# Ci stava ballando  tra le nuvole i miei occhi



## scorpionisdead

Salut à tous,
Serait il possible qu'un italophone me donne les différantes signification de cette phrase?
*Ci stava ballando tra le nuvole i miei occhi
*Merci d'avance.


----------



## sivinka

Bienvenue scorpionisdead!!
Ta phrase n'a pas de sens en italien. Tu peux ajouter le contexte? (où tu l'a lue? Comme ça continue?)


----------



## scorpionisdead

sivinka said:


> Bienvenue scorpionisdead!!
> Ta phrase n'a pas de sens en italien. Tu peux ajouter le contexte? (où tu l'a lue? Comme ça continue?)



Bonjour Sivinka,
Oui bien-sur, on aura vu plus classe mais c'est le statut de mon ex copine sur un programme de messagerie instantanée. Il n'y a pas de suite, ce n'est que ça... Pour ce qui est du contexte je suppose qu'elle veut parler d'un adultère commis, ou de son futur
La partie qui reste un mystère pour moi est le "Ci stava ballando". J'ai trouvé sur le web ci et la que "stava" voulait dire "en train de" mais que cela pouvait aussi avoir une connotation "sexuelle" pour accepter une proposition, par ex. Pourriez vous m'éclairer à ce sujet?
Vous comprendrez aisément qu'il est très important pour moi d'en comprendre toutes les significations possible. 

Merci pour le temps consacré à ma demande.


----------



## lananina

Salut  scorpionisdead
c'est vrai que la phrase en soi ne donne pas trop de sens en italien, mais tu peux quand même te faire une idée de la signification générale si tu la coupes en 3: 
ci stava ballando - il/elle était en train de danser pour nous. 'Ci', c'est une sorte de datif éthique, qui exprime intérêt et participation, et qui donne aussi un ton familial. En alternative, mais de loin moins probable, on pourrait traduire "Il/elle était en train d'y danser" (là, dans les nuages?)
tra le nuvole- dans les nuages
i miei occhi- mes yeux
à toi de décider qui est le sujet, et s'il en train de danser parmi les nuages


----------



## scorpionisdead

Bonjour Lananina,

Quelle serait donc selon vous la bonne formulation et/ou grammaire?
Qu'en est il de la connotation "sexuelle"?

Cordialement 
Scorpion


----------



## sivinka

1) Le verb "stare" suivi du gerundio correspond à "etre en train de + infinitif".  
2) "Starci" peut etre utilisé dans une conversation* informelle* pour une connotation "sexuelle", mais pour ce cas il n'y a pas de gerundio après le verb. Pour example si tu veux conter à tes amis que tu as fait des avances à une fille et elle avait accepté, tu peux dire: "Ci ho provato (J'ai fait des avances) e ci stava (et elle avait accepté)."

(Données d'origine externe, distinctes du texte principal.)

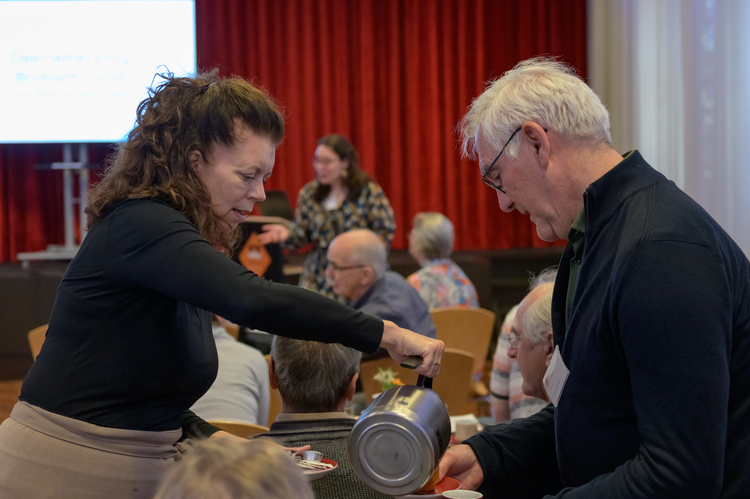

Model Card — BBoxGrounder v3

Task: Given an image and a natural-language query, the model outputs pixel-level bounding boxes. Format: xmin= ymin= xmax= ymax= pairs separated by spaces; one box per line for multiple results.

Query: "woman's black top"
xmin=21 ymin=199 xmax=382 ymax=432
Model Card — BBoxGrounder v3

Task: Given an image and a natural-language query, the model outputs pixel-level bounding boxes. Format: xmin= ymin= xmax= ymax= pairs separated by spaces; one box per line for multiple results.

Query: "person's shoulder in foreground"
xmin=154 ymin=438 xmax=314 ymax=499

En ton cas, la phrase est "stava ballando": ballando est le gerundio du verb ballare (dancer) donc il faut le traduire "Elle/Il (je ne sais pas le sujet) était en train de dancer".
Une traduction de la phrase (qui n'a pas de sens parce que la phrase originale en italien n'en a pas) est:  "Elle/Il était en train de dancer dans les nuages mes yeux"

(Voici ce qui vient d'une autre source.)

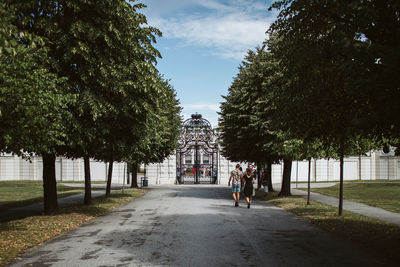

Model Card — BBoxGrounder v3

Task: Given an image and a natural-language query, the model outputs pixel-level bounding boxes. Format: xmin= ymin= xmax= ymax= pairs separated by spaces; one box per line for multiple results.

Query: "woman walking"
xmin=243 ymin=167 xmax=255 ymax=208
xmin=228 ymin=164 xmax=243 ymax=207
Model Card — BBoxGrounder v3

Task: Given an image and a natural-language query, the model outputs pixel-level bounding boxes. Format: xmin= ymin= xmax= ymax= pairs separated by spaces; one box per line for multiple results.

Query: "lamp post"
xmin=195 ymin=136 xmax=199 ymax=184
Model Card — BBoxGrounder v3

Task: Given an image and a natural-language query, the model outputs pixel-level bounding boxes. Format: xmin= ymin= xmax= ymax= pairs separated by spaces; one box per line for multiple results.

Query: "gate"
xmin=176 ymin=113 xmax=219 ymax=184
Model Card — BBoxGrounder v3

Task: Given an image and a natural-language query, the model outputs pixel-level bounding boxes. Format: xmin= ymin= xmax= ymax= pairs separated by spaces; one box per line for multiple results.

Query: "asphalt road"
xmin=7 ymin=185 xmax=389 ymax=267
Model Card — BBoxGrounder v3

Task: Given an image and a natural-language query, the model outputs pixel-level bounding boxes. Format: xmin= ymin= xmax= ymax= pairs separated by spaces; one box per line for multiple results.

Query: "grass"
xmin=0 ymin=181 xmax=87 ymax=212
xmin=292 ymin=180 xmax=338 ymax=184
xmin=255 ymin=189 xmax=400 ymax=265
xmin=293 ymin=180 xmax=400 ymax=184
xmin=0 ymin=188 xmax=146 ymax=266
xmin=61 ymin=181 xmax=107 ymax=184
xmin=298 ymin=182 xmax=400 ymax=213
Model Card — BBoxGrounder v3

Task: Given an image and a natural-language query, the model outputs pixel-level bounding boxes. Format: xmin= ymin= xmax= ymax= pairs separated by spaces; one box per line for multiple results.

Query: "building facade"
xmin=0 ymin=149 xmax=399 ymax=185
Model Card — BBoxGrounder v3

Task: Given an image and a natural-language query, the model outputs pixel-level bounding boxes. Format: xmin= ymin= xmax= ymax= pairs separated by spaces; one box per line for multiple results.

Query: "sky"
xmin=138 ymin=0 xmax=277 ymax=127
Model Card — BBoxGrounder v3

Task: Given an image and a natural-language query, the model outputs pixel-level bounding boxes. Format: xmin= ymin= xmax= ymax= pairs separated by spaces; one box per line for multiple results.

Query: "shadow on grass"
xmin=55 ymin=190 xmax=143 ymax=216
xmin=0 ymin=189 xmax=144 ymax=224
xmin=310 ymin=216 xmax=400 ymax=264
xmin=289 ymin=206 xmax=332 ymax=216
xmin=0 ymin=198 xmax=44 ymax=212
xmin=264 ymin=193 xmax=400 ymax=265
xmin=0 ymin=186 xmax=83 ymax=212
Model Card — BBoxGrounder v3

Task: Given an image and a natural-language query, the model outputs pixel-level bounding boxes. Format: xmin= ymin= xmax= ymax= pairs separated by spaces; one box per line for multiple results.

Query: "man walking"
xmin=228 ymin=164 xmax=243 ymax=207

P.S. "Ci" avant de "stava ballando" peut signifier "y" donc on peut penser que la tradution peut etre "Elle/Il était en train d'y (dans les nuages) dancer mes yeux"


----------



## scorpionisdead

On entre dans le vif du sujet, mais serait il possible qu'elle parle d'une personne qu'elle n'aurait su oublier pendant notre relation? 
Serait-il également possible qu'elle dise accepter des avances, en l'occurance?

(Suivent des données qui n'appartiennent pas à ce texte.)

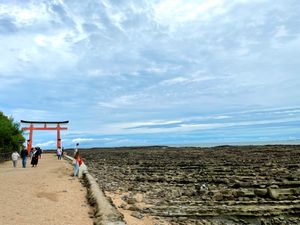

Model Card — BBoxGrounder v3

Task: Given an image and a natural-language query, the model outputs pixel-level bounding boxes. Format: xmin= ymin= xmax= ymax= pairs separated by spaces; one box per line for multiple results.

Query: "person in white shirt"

Je ne vous remercierais jamais assez pour votre aide... MERCI beaucoup

Ps. je ne suis deja pas très bon avec la philo française, vous imaginez donc aisément ce qu'il en est pour l'italienne...


----------



## sivinka

Je voudrais vraiment t'aider, mais c'est beaucoup difficile comprendre ce que ta ex-copine veut dire avec cette phrase, surtout parce qu'il n'y a pas de ponctuation.
Pour example si j'écris "Ci stava. Ballando tra le nuvole, i miei occhi ...." je dis "Il/Elle avait accepté mes avances. En dansant dans les nuages, mes yeux...".


----------



## lananina

salut scorpionquand je t'ai répondu je n'avais lu que ton premier post, donc le coté sexuel m'avait carrément échappé! Bref, sivinka t'as parfaitement répondu. Juste une précisation:
il n'y a rien dans la phrase qui puisse suggérer "qu'elle parle d'une personne qu'elle n'aurait su oublier pendant notre relation". Il n'y a que cette image de quelqu'un qui se laisse faire, qui accepte des avances... qui dance.
bonne soirée


----------



## scorpionisdead

Me voila on ne peut plus renseigné sur le sujet.

@sivinka: merci beaucoup pour votre réponse avisée. 

@lananina: merci pour ces suppléments d'une précision déconcertante en tout points.


----------